"A positive, constructive, and open tone sets the stage for developing an open conversation and relationship. The spirit that you convey when discussing sexuality affects how comfortable your children will feel in return."
Talking to your child about healthy sexuality can be awkward. When your dad talked to you about the birds and the bees (if he even did) it was probably a very uncomfortable, one-sided conversation that came way too late, and only happened one time. Although, since the rest of it was so bad, you were probably grateful it only happened once.
There’s a better way.
We can’t promise that your talks won’t be awkward, but we can promise you that we can help you make them less awkward. Just follow these five easy steps:
- Prepare. Decide what you’re going to talk about beforehand. Pick one small thing that you want your child to get out of the conversation. It can be something as simple as knowing that they should close the bathroom door when they’re using the bathroom and telling them why, especially if it’s your first talk. The important thing is to think through what you’re going to say to start the conversation.
- Listen.
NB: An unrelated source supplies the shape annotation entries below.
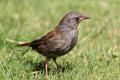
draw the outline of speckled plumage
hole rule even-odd
[[[83,16],[80,12],[70,12],[62,18],[54,30],[37,40],[19,46],[30,46],[33,50],[45,56],[46,65],[51,58],[56,63],[57,57],[67,54],[74,48],[78,37],[77,27],[84,19],[89,18]],[[46,76],[47,74],[46,68]]]

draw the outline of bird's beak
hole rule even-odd
[[[84,20],[84,19],[90,19],[90,17],[83,16],[82,18],[80,18],[80,20]]]

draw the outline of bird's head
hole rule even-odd
[[[59,23],[59,27],[76,29],[79,23],[83,20],[90,19],[87,16],[83,16],[80,12],[70,12],[66,14]]]

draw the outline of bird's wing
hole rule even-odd
[[[54,52],[57,51],[64,43],[62,35],[57,30],[51,31],[40,39],[31,42],[33,49],[39,52]]]

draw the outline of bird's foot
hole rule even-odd
[[[45,76],[45,80],[48,80],[48,79],[49,79],[49,78],[48,78],[48,75],[46,75],[46,76]]]

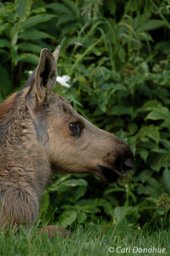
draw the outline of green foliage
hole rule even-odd
[[[157,249],[165,248],[165,253],[156,253],[155,251],[153,253],[148,253],[148,255],[169,254],[169,230],[159,230],[153,233],[140,230],[134,240],[136,228],[132,228],[130,226],[123,227],[118,225],[115,228],[105,229],[99,238],[103,227],[100,224],[94,223],[86,223],[84,227],[82,225],[76,225],[71,238],[54,236],[50,240],[47,236],[42,237],[38,231],[37,225],[29,229],[22,227],[17,235],[14,235],[15,234],[11,229],[7,235],[1,231],[0,254],[2,256],[110,256],[115,255],[115,253],[109,252],[109,247],[112,247],[116,251],[118,247],[120,250],[129,246],[131,246],[132,250],[130,253],[127,253],[129,256],[134,255],[133,253],[134,246],[148,249],[153,246]],[[124,254],[126,255],[125,253]],[[140,255],[139,253],[135,254]],[[148,255],[148,253],[143,253],[143,255]]]
[[[107,224],[115,213],[124,224],[169,224],[169,2],[0,3],[0,100],[22,87],[23,70],[35,68],[42,48],[60,44],[59,74],[69,75],[71,86],[56,84],[54,91],[135,155],[133,173],[116,184],[53,176],[42,198],[43,221],[66,227],[102,215]]]

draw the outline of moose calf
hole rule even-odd
[[[53,53],[42,50],[23,89],[0,105],[1,228],[36,220],[52,171],[91,173],[112,182],[133,167],[126,144],[53,92],[59,52],[59,46]]]

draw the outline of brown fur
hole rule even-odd
[[[36,220],[52,171],[92,173],[112,182],[132,168],[125,143],[52,92],[58,53],[59,47],[53,55],[43,49],[25,87],[0,106],[0,226],[5,229],[7,222],[13,227]],[[78,132],[70,129],[75,123]]]

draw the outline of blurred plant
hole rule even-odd
[[[0,100],[24,84],[28,75],[22,70],[34,70],[42,47],[60,44],[59,75],[71,81],[69,88],[56,84],[54,91],[124,140],[136,158],[133,172],[115,185],[99,184],[94,177],[91,182],[87,175],[54,175],[42,198],[41,218],[67,227],[102,215],[109,226],[115,212],[123,225],[147,222],[157,228],[161,215],[166,227],[170,223],[169,1],[25,3],[0,3]]]

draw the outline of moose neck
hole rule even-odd
[[[4,170],[12,172],[16,183],[21,186],[29,184],[40,198],[50,178],[51,167],[26,108],[28,90],[27,88],[13,94],[1,106],[3,111],[0,113],[0,160],[3,163],[0,175]]]

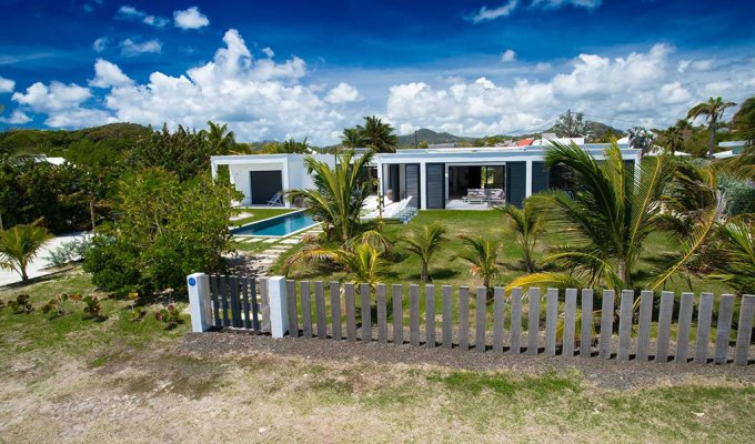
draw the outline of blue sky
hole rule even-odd
[[[664,125],[755,94],[755,2],[0,0],[0,128],[114,121],[334,143],[546,128],[570,108]]]

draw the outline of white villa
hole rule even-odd
[[[567,188],[565,169],[546,169],[543,157],[551,141],[575,142],[597,160],[605,144],[585,143],[584,139],[527,139],[519,147],[430,148],[378,153],[370,164],[376,179],[373,190],[386,204],[405,201],[425,209],[481,209],[494,203],[521,205],[533,193],[550,188]],[[633,168],[640,162],[638,150],[620,140],[622,155]],[[273,204],[292,206],[274,199],[285,190],[313,186],[304,167],[312,155],[331,165],[334,154],[249,154],[212,158],[212,174],[228,165],[231,183],[243,193],[242,205]],[[637,171],[637,170],[635,170]],[[376,201],[375,201],[376,202]],[[406,203],[404,203],[405,205]]]

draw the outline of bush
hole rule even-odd
[[[726,214],[755,213],[755,184],[726,175],[718,179],[719,188],[726,196]]]
[[[98,229],[84,270],[122,295],[181,289],[187,274],[220,271],[234,198],[230,184],[215,184],[209,174],[180,182],[173,173],[144,170],[121,183],[119,218]]]

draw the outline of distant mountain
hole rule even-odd
[[[427,144],[436,143],[460,143],[460,142],[472,142],[475,138],[466,138],[462,135],[454,135],[447,132],[435,132],[423,128],[416,131],[416,142],[427,142]],[[399,135],[399,147],[401,148],[414,148],[415,138],[414,133]]]

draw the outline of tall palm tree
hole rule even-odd
[[[554,143],[546,151],[545,163],[563,164],[580,184],[574,196],[551,190],[532,198],[544,209],[550,231],[566,240],[543,262],[556,263],[568,273],[533,273],[510,286],[575,282],[617,290],[631,286],[645,240],[661,223],[661,202],[673,179],[673,159],[645,158],[635,167],[641,169],[636,181],[616,143],[606,148],[603,162],[574,143]]]
[[[212,152],[219,155],[230,154],[235,148],[235,134],[228,130],[228,124],[214,123],[208,121],[208,130],[202,130],[201,133],[207,138],[208,143],[212,148]]]
[[[487,297],[493,295],[491,282],[501,275],[497,264],[501,245],[485,239],[472,238],[460,234],[461,239],[469,248],[467,251],[456,254],[451,260],[462,259],[470,264],[470,274],[482,280],[483,286],[487,289]]]
[[[368,143],[359,128],[344,128],[341,134],[341,144],[344,148],[362,148]]]
[[[507,203],[499,206],[499,210],[509,219],[510,228],[516,233],[516,243],[522,249],[524,266],[527,272],[535,272],[535,260],[533,252],[537,243],[537,236],[543,232],[544,221],[542,211],[532,202],[524,201],[524,206],[520,210],[516,205]]]
[[[365,180],[366,167],[373,158],[369,152],[355,157],[348,151],[335,157],[335,167],[312,157],[304,158],[312,173],[314,186],[286,192],[290,202],[303,200],[305,212],[319,219],[329,234],[345,244],[361,229],[360,211],[370,196],[370,183]]]
[[[713,159],[713,145],[716,139],[716,130],[718,121],[724,115],[727,108],[736,107],[734,102],[724,102],[721,97],[709,98],[707,102],[701,102],[692,107],[687,112],[687,119],[694,120],[701,115],[705,115],[705,121],[708,122],[708,130],[711,131],[711,139],[708,139],[708,159]]]
[[[362,138],[376,152],[395,152],[399,138],[393,134],[393,127],[383,123],[375,115],[364,118],[364,127],[356,127]]]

It can’t be called a conversation if you’re the one doing all the talking. Make sure that you listen as much as you talk.
- Laugh. It’s awkward. You know it, your child knows it, so you might as well point it out and laugh about it. If you’re able to be a little bit light-hearted about it then your child will be more willing to open up and realize that they shouldn’t be scared to discuss healthy sexuality with you.
- Shorten. Don’t feel like you have to cover everything in one talk. A series of little talks is much more effective (and less awkward in the long run) than one big one.
- Breathe. It wasn’t so bad, was it? Review in your mind what went well and what could be better and think of the ways that you can improve your next talk. Even if you feel liked you crashed and burned – it’s okay! That’s the benefit of the little talks, you always get another chance to get it right.
The bottom line is this: don’t let a little awkwardness prevent you from talking to your child about healthy sexuality. It’s too important. Just keep repeating to yourself, “It’s only awkward if I make it awkward,” and know that you’ll do great!